Ambos oyeron a Amy que reía en el pasillo.

– ¡No, Troy!

Los recién casados acudían a la cocina para despedirse. Todas las tardes, justo después del té, regresaban corriendo a su apartamento, donde Molly estaba casi segura que saltaban a la cama y hacían el amor muy ruidosamente antes de tener que volver a la casa de huéspedes para pasar la noche.

– Qué suerte -murmuró Molly-. Ahora nos darán un cursito sobre nuestras carencias sexuales en estéreo.

– Ni por asomo.

Sin previo aviso, Kevin la tomó en brazos, la empujó contra la nevera y aplastó su boca en la de ella.

Molly sabía exactamente por qué lo hacía. Y aunque tal vez fuera una idea mejor que la del chupetón, también era mucho más peligrosa.

La mano libre de Kevin agarró su pierna por debajo de la rodilla y la levantó. Molly enroscó su pierna en la cadera de Kevin y lo abrazó. La otra mano de Kevin se deslizó bajo el top de Molly en busca de uno de sus pechos. Como si tuviera algún derecho.

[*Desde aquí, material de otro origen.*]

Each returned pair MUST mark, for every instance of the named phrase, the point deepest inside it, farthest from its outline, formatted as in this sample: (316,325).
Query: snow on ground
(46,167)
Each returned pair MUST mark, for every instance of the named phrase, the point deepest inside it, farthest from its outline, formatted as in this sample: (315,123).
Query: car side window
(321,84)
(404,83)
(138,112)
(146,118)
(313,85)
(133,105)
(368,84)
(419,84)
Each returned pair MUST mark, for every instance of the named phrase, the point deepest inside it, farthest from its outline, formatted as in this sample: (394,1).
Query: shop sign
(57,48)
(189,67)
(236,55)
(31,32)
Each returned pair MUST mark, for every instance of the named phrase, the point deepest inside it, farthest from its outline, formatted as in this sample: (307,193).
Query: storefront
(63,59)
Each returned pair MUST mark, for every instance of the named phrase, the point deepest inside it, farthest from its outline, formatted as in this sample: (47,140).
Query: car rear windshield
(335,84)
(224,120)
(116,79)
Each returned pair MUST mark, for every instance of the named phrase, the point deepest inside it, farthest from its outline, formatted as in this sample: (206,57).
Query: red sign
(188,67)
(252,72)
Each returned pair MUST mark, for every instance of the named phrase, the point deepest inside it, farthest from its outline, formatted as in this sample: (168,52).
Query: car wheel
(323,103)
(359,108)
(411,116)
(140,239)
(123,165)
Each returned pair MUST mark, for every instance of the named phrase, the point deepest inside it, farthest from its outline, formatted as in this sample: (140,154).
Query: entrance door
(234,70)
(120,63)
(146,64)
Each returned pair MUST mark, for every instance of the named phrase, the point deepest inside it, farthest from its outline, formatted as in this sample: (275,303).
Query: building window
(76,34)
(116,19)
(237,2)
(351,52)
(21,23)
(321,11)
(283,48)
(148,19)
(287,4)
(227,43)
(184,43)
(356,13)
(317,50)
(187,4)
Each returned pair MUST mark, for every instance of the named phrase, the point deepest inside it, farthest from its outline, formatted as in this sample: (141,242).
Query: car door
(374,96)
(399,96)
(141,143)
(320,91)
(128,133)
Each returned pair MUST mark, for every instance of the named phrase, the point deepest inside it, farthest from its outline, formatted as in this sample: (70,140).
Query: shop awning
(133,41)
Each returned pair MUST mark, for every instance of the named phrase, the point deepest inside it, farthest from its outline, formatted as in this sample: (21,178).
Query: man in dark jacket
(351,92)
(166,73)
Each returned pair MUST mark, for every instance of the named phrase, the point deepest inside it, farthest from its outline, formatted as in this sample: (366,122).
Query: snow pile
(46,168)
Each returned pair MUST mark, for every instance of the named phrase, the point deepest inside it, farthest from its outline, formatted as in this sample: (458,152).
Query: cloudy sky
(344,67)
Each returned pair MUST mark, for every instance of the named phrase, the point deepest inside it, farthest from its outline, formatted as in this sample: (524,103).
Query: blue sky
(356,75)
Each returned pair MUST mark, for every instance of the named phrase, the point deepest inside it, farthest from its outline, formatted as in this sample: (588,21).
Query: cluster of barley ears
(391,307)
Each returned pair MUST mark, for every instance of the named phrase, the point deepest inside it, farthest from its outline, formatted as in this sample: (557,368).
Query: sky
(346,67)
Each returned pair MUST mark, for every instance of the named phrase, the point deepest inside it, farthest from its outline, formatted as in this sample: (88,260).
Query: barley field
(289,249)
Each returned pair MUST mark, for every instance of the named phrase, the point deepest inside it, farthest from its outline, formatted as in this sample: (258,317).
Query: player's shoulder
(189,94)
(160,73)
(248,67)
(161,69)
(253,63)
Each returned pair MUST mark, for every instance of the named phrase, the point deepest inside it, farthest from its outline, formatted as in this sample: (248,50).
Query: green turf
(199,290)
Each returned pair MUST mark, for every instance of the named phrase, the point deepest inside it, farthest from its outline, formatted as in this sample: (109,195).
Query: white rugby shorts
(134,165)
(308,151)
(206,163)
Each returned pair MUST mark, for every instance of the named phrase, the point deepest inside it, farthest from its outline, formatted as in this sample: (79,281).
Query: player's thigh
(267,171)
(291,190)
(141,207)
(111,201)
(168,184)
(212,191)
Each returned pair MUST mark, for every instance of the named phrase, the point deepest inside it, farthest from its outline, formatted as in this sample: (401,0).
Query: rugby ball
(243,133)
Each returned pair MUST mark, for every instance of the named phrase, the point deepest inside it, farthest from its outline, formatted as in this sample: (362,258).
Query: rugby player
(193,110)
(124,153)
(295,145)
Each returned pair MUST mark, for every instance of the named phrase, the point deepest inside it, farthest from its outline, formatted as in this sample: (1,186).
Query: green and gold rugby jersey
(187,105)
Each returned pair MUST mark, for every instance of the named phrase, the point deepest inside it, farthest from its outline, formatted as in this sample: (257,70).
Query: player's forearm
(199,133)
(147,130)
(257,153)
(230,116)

La puerta de la cocina se abrió de par en par y Molly recordó de pronto que tenían testigos. Ése, por supuesto, era el objetivo. Kevin se echó atrás unos centímetros, aunque no lo bastante como para que los labios de Molly se enfriasen. Kevin no apartó la vista de la boca de Molly, ni tampoco retiró la mano de su pecho.

– Marchaos.

Un grito sofocado de Amy. Un portazo. El sonido de unos pasos rápidos en retirada.

– Supongo que les hemos dado una lección -dijo Molly rozándole los labios.

– Supongo -dijo Kevin, antes de empezar a besarla de nuevo.

– Molly, te… ¡Oh, perdón!

Otro portazo. Más pasos en retirada, esta vez de Lilly.

Kevin soltó un taco.

– Nos vamos de aquí.

Su voz contenía la misma nota de determinación que le había oído en entrevistas de televisión cuando prometía ganar a Green Bay. Kevin soltó la pierna de Molly, y retiró de mala gana la mano que tenía encima de su pecho.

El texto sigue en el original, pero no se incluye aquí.